Early print runs tended to be small in number and seldom reprinted. There have been a few modern re-releases, but their low quantities and high price tags leave them out of reach for all but hardcore collectors and libraries.
And many cannot be republished at all because the original manuscripts were not preserved. As Hideko Mizuno herself notes in an interview in International Perspectives on Shojo & Shojo Manga:
In those days, there was no use for manuscripts after they were published, since there wasn’t a custom of compiling them and making a single-story book….editors didn’t seem to realize how precious manuscripts were. Although I asked many times that they return my manuscripts, they never came back. I was told ‘We don’t know where they are’ and that was it.
This short-sighted approach led shoujo publishers to give away manuscript pages as contest prizes, color and alter them for advertisements, or simply throw them away. The few existing collections of the original magazines are scattered across various libraries, archives, and private collectors, and none are complete. Since they were cheaply printed, mass-market magazines made over half a century ago, physically preserving and scanning these surviving volumes is a challenge onto itself.

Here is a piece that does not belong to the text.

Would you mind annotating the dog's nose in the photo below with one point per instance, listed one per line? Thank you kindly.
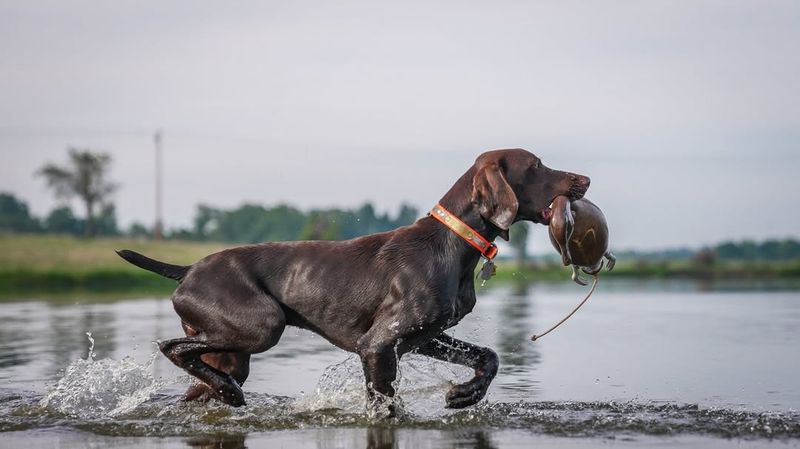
(581, 181)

Even academic bias played a role in its erasure, as many earlier Japanese scholars did not consider shoujo manga made before the Magnificent Forty-Niners worthy of study. It’s only in recent years that scholars have started to substantially analyze this era of shoujo manga history.
The final factor may be the most unavoidable of them all: the passage of time. The young women making and reading these manga are now in their 70s and 80s. Within a generation, most will die from old age, and this era of shoujo manga will slip from living memory.
The only way to keep this metaphorically lost generation from becoming literally lost to the ages is for modern fans and scholars to engage with these works, preserve the names and stories of the women who made them, and share them with future shoujo fans. These pioneers of the genre deserve to have their names and stories remembered. It’s up to us to make sure that happens.
Editor’s Note: This article was edited after publication to correct a minor date error: Princess Knight was published in 1953, not 1948 as originally stated.